It seems like there are quite a lot of people in the contemporary SF & Fantasy scene who aren't willing to read even a single word of Young Adult literature. I can somewhat empathize: People have their dignity and reading books that are explicitly not marketed to oneself can seem kind of undignified. But if you ask me, then it is a lot more undignified to ignore books just because they were explicitly not written for or marketed to oneself. I'm a somewhat old-fashioned kind of guy, so the first question I ask myself when confronted with a book is not "Did the author write this for me?" but rather "Is it any good?".
Which leads me to Margo Lanagan's Black Juice, a YA story collection by the Australian author and (I think still) two-times World Fantasy Award winner that is more than just "good". The stories contain a few elements I have found to be typical of much of the YA I have read (which isn't that high a number): especially mostly young protagonists and a strong emphasis on the process of growing-up. In that sense, they aren't written for me, or weren't written for me if I believed the process of growing-up would actually end completely and had also lost all interest in what happens in other people's heads.
Fortunately I don't and I haven't, and so am rather nicely prepared to appreciate the finer qualities of Lanagan's writing. These aren't stories about how nice and friendly childhood and young adulthood are; Lanagan seems more interested in the sadness and the difficulties of life, without being so much in love with being dark that she ignores hope or love or the possibility of things actually getting better some day.

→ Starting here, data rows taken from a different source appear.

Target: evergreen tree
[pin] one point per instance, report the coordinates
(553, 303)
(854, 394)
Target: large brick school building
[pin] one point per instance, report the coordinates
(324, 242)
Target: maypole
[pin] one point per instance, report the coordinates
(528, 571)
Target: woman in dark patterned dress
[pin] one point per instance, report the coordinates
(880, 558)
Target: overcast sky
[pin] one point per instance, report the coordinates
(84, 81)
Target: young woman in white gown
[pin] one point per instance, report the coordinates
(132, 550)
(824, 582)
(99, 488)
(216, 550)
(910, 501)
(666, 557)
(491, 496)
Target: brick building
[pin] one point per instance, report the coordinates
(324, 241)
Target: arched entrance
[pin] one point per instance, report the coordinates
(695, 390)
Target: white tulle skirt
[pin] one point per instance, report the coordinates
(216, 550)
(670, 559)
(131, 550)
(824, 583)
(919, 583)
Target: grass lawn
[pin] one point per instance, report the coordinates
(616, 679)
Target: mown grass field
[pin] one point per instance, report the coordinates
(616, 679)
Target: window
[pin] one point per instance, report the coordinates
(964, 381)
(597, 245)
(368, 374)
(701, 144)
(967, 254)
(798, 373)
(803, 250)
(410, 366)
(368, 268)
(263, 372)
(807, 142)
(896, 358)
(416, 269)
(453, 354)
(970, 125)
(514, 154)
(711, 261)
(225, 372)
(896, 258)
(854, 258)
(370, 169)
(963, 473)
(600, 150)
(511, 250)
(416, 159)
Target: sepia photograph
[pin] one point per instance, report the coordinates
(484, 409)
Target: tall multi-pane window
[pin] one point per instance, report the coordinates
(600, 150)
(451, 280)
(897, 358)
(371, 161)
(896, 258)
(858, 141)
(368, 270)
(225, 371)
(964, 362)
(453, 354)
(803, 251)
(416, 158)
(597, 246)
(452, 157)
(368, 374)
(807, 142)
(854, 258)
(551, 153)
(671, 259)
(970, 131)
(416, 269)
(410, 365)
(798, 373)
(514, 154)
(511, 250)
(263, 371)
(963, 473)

Most of the stories in the book are products of the sort of worldbuilding I admire the most - worldbuilding through suggestion, with trust in the reader's ability to think and understand. Lanagan mostly achieves an even more difficult goal: writing stories with fantastical elements that work equally well as metaphors and taken as "real" parts of the fictional world.
I'm quite awed by the language of the stories, perfectly believable voices whose sometimes slightly strange diction makes them come alive even more.
But what hits me most (and some of these stories really hit) is the rhythmic quality of the language, the way the words transport more than just their surface meaning. It's what is sometimes called art.